Une conférence nationale des territoires délocalisée à Cahors… comme le Gouvernement

par Aurélien Hélias
Cahors

Le deuxième "grand-messe" rassemblant Etat et associations d'élus locaux se tiendra dans le Lot le 14 décembre et s'insérera dans un déplacement plus large du Gouvernement sur trois jours dans la préfecture lotoise. Contractualisation financière et Agence de cohésion des territoires seront les deux principaux sujets de débats.

Exit Charleville-Mézières et les Ardennes, bienvenue à Cahors dans la Lot. Contrairement à ce qu’avait annoncé le président du Sénat à la veille du Congrès des maires, ce n’est pas le Grand Est qui accueillera la deuxième Conférence des territoires (CNT) après celle inaugurale de juillet à Paris, mais l’Occitanie. A cette occasion, c’est tout le Gouvernement, qui selon le souhait d’Edouard Philippe, se déplacera durant trois jours, du 13 au 15 décembre, dans la cité lotoise pour une séquence « décentralisée » de l’exécutif.

La contractualisation financières et ses critères

La Conférence nationale des territoires, à laquelle sera dédiée la séance du jeudi 14, sera bien présidée par le Premier ministre. Et décomposée en deux parties : la première, le matin, sera consacrée aux finances locales et aux pactes financiers Etat-collectivités. Le rapport d’étape de la mission Richard-Bur devrait être présenté à cette occasion aux élus locaux.

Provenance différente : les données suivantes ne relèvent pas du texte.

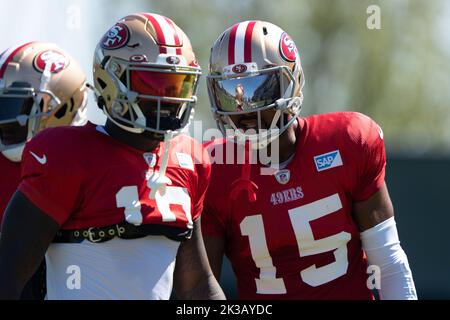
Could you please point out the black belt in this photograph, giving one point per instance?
(123, 230)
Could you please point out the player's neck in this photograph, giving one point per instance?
(135, 140)
(286, 145)
(288, 142)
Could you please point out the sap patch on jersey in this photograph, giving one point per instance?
(328, 160)
(185, 161)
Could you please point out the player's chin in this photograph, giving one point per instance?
(152, 136)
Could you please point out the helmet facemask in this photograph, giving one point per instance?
(251, 93)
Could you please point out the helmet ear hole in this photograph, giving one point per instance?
(61, 111)
(101, 83)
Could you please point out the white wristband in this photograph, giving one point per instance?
(382, 247)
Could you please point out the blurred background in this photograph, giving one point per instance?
(395, 69)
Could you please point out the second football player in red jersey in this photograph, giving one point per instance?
(117, 207)
(42, 86)
(297, 230)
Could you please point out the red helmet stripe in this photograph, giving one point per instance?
(248, 41)
(8, 55)
(175, 35)
(232, 43)
(159, 32)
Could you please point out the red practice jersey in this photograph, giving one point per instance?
(9, 181)
(298, 239)
(81, 177)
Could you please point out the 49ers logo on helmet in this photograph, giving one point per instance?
(116, 37)
(239, 68)
(288, 49)
(55, 59)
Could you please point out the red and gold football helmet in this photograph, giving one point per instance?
(146, 74)
(255, 66)
(41, 86)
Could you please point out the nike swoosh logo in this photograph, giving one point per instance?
(41, 160)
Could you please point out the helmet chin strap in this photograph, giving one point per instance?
(158, 180)
(14, 154)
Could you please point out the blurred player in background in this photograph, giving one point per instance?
(121, 202)
(300, 230)
(41, 86)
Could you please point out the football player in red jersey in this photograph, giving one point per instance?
(308, 225)
(33, 98)
(117, 208)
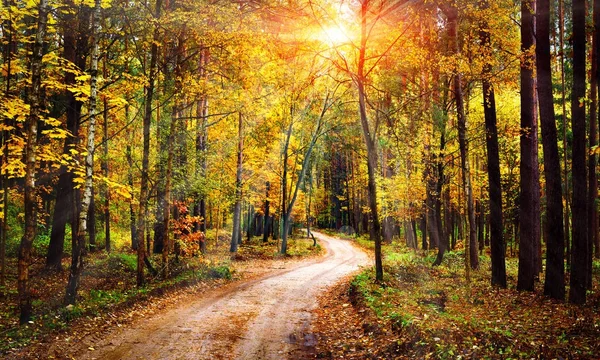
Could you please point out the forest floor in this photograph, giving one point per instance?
(265, 315)
(108, 298)
(421, 312)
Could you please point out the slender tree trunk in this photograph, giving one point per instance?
(266, 220)
(554, 285)
(65, 192)
(105, 166)
(369, 138)
(238, 188)
(594, 125)
(143, 207)
(452, 14)
(493, 166)
(561, 27)
(527, 220)
(78, 252)
(593, 237)
(578, 280)
(31, 128)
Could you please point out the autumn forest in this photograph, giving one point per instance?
(425, 172)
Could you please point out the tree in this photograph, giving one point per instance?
(473, 253)
(554, 285)
(493, 161)
(528, 218)
(78, 252)
(579, 255)
(144, 191)
(31, 131)
(369, 136)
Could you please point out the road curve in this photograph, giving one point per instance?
(266, 318)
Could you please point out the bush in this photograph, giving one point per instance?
(220, 272)
(122, 262)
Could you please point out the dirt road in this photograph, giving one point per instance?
(266, 318)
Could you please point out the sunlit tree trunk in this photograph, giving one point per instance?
(31, 129)
(593, 237)
(493, 163)
(369, 139)
(78, 252)
(579, 255)
(452, 14)
(104, 166)
(143, 207)
(561, 26)
(266, 219)
(554, 285)
(75, 44)
(237, 212)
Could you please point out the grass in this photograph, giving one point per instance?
(426, 311)
(108, 281)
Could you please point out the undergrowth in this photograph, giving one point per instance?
(432, 311)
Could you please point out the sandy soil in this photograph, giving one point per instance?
(265, 318)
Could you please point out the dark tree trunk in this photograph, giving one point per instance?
(104, 166)
(578, 282)
(554, 285)
(91, 223)
(144, 191)
(30, 203)
(238, 189)
(63, 210)
(593, 237)
(452, 14)
(527, 220)
(493, 167)
(267, 203)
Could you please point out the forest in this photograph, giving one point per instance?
(149, 146)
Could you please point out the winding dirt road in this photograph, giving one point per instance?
(266, 318)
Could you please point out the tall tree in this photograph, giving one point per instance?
(554, 285)
(579, 255)
(593, 235)
(65, 209)
(31, 130)
(237, 212)
(473, 253)
(527, 218)
(78, 251)
(369, 135)
(493, 160)
(144, 190)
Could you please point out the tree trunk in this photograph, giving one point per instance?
(237, 212)
(78, 252)
(65, 192)
(104, 166)
(369, 139)
(579, 255)
(30, 203)
(527, 219)
(593, 237)
(493, 166)
(452, 14)
(554, 285)
(132, 220)
(266, 220)
(143, 207)
(561, 26)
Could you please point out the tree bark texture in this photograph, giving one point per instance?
(578, 280)
(554, 285)
(527, 220)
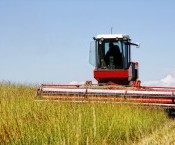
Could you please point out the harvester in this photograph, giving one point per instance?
(117, 77)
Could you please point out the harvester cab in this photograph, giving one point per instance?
(110, 54)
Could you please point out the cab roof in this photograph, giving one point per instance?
(112, 36)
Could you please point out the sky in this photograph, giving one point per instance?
(48, 41)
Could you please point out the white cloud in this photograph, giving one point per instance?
(168, 81)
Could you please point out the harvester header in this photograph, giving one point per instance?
(117, 76)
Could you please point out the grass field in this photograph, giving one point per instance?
(26, 121)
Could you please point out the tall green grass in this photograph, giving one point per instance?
(26, 121)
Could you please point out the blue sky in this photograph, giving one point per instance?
(47, 41)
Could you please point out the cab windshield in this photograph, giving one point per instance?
(113, 54)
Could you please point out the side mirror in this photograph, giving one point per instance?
(137, 45)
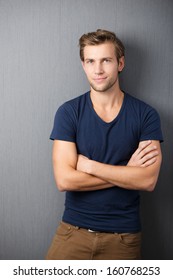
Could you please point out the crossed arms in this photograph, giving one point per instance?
(75, 172)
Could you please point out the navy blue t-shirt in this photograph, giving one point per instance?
(114, 209)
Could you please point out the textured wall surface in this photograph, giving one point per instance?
(39, 70)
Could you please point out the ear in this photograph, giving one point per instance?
(121, 64)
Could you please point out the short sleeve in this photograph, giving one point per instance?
(151, 125)
(64, 127)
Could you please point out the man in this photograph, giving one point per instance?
(106, 149)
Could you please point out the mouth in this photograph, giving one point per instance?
(101, 79)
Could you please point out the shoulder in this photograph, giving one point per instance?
(75, 103)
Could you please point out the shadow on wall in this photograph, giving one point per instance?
(156, 207)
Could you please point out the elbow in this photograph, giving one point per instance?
(62, 185)
(150, 185)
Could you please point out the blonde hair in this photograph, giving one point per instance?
(99, 37)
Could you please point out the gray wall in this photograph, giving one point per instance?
(40, 69)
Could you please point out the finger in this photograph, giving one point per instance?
(148, 152)
(141, 147)
(149, 162)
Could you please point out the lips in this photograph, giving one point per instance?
(100, 79)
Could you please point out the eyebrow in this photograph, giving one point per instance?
(103, 58)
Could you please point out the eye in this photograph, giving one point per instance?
(89, 61)
(107, 60)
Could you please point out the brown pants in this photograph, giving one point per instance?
(74, 243)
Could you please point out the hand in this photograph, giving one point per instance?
(145, 155)
(83, 164)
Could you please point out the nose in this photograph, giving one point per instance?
(98, 68)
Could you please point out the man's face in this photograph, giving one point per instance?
(101, 66)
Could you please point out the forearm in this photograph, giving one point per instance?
(74, 180)
(136, 178)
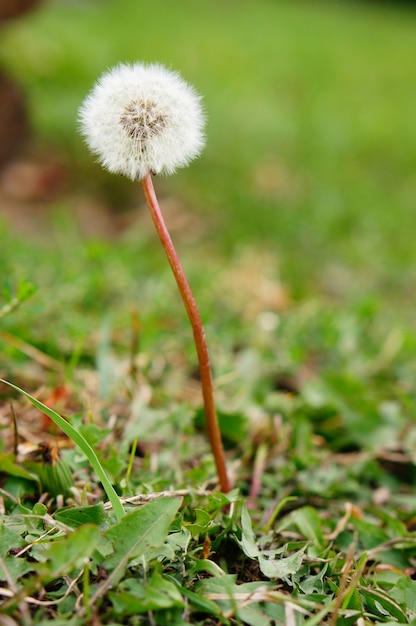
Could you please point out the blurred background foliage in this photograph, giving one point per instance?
(311, 142)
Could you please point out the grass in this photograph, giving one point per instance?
(296, 228)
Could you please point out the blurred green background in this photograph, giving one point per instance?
(311, 143)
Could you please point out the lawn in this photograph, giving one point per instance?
(295, 227)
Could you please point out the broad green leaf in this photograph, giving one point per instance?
(144, 528)
(75, 516)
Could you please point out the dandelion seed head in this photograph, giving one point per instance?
(142, 118)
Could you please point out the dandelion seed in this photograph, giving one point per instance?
(142, 118)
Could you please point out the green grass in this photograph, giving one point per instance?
(296, 229)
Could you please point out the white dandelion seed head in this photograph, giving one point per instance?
(142, 118)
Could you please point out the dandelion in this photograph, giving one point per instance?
(141, 120)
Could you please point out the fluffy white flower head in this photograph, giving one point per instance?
(142, 118)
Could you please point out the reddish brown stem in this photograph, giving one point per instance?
(198, 331)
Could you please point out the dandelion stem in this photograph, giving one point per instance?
(198, 331)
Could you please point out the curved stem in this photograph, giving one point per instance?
(198, 331)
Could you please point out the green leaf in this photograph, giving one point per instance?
(309, 524)
(9, 467)
(134, 596)
(404, 592)
(80, 441)
(70, 552)
(144, 528)
(271, 563)
(75, 516)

Si l’idée de « contractualisation » suscite encore de nombreuses réticences, l’AMF et son premier vice-président André Laignel y voyant des « pactes léonins », d’autres associations d’élus, à l’image de France urbaine ou de l’AdCF s’y montrent plus ouvertes. « C’est un chemin nouveau, qui permet d’avancer ensemble », positive le patron de l’AdCF Jean-Luc Rigaut. Le président de la communauté d’agglo d’Annecy se réjouit notamment d’avoir convaincu l’exécutif, avec d’autres élus lors de la réunion préparatoire du jeudi 30 novembre, que « les efforts déjà réalisés [par les collectivités et EPCI] soient pris en compte » dans les objectifs de limitation des dépenses de fonctionnement. Et que d’éventuelles « contreparties sur des dotations d’investissement » aillent de pair.

Débat sur la cohésion des territoires

L’après-midi, ouverte pour l’occasion à plusieurs élus régionaux occitans, sera dédiée à la cohésion des territoires, à la future agence éponyme – dont on peine à voir les contours et les missions – et aux politiques contractuelles de l’Etat en la matière.

Y devrait aussi y être débattu les contours du plan pour les villes moyennes annoncé récemment par Jacques Mézard, un plan lui aussi attendu mais contesté dans ses financements.

Eau-assainissement : le plaidoyer de l’AdCF pour un veto… de majorité

Le 21 novembre dernier, le Premier ministre accédait à l’une des demandes récurrente de l’AMF, celle d’assouplir le transfert au 1er janvier 2020 aux intercommunalités des compétences eau et assainissement. Et de proposer pour cela un dispositif semblable à celui du Plan local d’urbanisme intercommunal (PLUI). Traduction : si une minorité de communes membres de l’EPCI, représentant au moins 25% des conseillers municipaux des communes membres constituant au moins 20% de la population totale de l’intercommunalité, ou vice-versa, s’oppose à ce transfert automatique, ce mécanisme ne s’appliquera pas de droit.

Un droit de veto accordé à une minorité qui ne passe pas auprès de l’AdCF, « opposée à une clause de blocage : nous ne voulons pas une prime à la minorité ! », tance l’association représentative de nombre d’intercommunalités. Et son président Jean-Luc Rigaut de plaider pour qu’on « applique une majorité de blocage ». L’un des nombreux sujets sur lesquels la CNT doit permettre d’avancer.